Un sondaggio gela Renzi: il suo nuovo partito vale il 4%

Che fare del Pd? Se lo chiedono in molti, anche dentro un partito uscito pesantemente sconfitto dalle elezioni del 4 marzo e ora alle prese con l’enorme difficoltà, dopo cinque anni di governo, di imparare a fare opposizione in un quadro politico tutto nuovo, e assai allarmante per un centrosinistra finito ai margini.
Se lo chiede anche Matteo Renzi, che nelle settimane post-batosta elettorale ha accarezzato l’idea di divorziare da quella vecchia sinistra interna di derivazione post-Pci, che «per anni ha fatto la guerra al Matteo sbagliato», aprendo la strada alla vittoria salviniana, per creare (anche in vista delle Europee del 2019) un nuovo soggetto politico. Sul modello della macroniana En Marche, si è detto (e del resto lo stesso presidente francese riconosce in Renzi un precursore della sua innovazione politica), ma anche della spagnola Ciudadanos. In ogni caso, un contenitore di impronta liberal-democratica, europeista e saldamente occidentale, capace di costituire quello che lo stesso ex segretario Pd chiama «un fronte ampio contro lo sfascismo populista».

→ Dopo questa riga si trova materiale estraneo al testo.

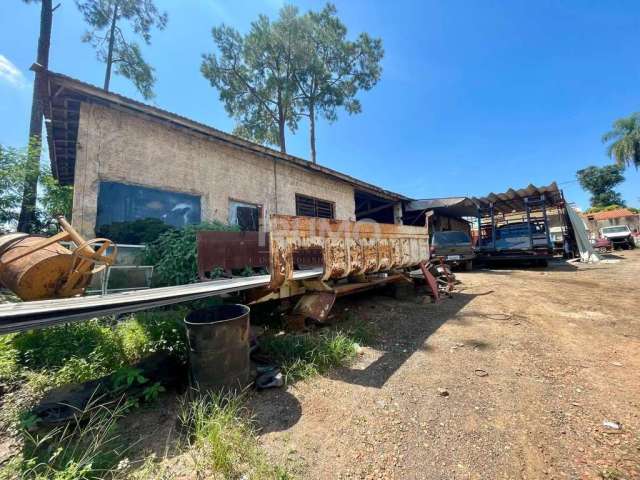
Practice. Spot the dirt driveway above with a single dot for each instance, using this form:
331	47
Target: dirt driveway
511	378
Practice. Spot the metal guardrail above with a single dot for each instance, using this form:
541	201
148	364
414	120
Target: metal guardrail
21	316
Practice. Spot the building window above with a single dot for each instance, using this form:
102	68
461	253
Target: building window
314	207
118	202
245	215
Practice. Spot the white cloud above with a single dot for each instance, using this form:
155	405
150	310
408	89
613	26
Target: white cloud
11	74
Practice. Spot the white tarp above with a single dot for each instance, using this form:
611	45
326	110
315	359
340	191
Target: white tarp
587	253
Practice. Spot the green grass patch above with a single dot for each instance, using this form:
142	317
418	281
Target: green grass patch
87	448
83	351
304	355
35	361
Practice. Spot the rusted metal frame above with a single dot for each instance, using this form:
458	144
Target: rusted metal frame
431	281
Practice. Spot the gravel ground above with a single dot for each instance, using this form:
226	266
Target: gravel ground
511	378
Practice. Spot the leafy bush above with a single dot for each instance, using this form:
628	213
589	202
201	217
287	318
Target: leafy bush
174	254
137	232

Solo che su questo progetto si è abbattuta una doccia fredda che lo ha per il momento gelato in culla: i numeri. Diverse settimane fa, mentre il Pd si attorcigliava nello scontro post-voto e l’Assemblea nazionale decideva di non decidere nulla per evitare rotture, Renzi ha fatto testare la sua idea da due istituti di sondaggi, Swg e Emg di Fabrizio Masia. È andata «piuttosto male», come ha detto lo stesso Renzi ai suoi: una delle due analisi collocava il potenziale partito renzian-macroniano al 4%, appena sopra il quorum, l’altra dava qualche punto in più, ma poca roba. Il problema, hanno spiegato gli analisti, è che un eventuale «partito di Renzi», in questa fase, sconta pesantemente la crisi di fiducia che investe l’ex premier sconfitto: nell’ultima rilevazione di Nando Pagnoncelli sui leader, pochi giorni fa, Matteo Renzi si colloca all’ottavo posto, con il 12,3% di voti positivi. Prima di lui c’è Silvio Berlusconi (14,8%) e persino Maurizio Martina (15,2%), mentre Paolo Gentiloni svetta in testa alla classifica Pd con il 34,8%. Il neo-premier Giuseppe Conte, ancora in fase «luna di miele», veleggia al 52%, Matteo Salvini lo segue al 44%.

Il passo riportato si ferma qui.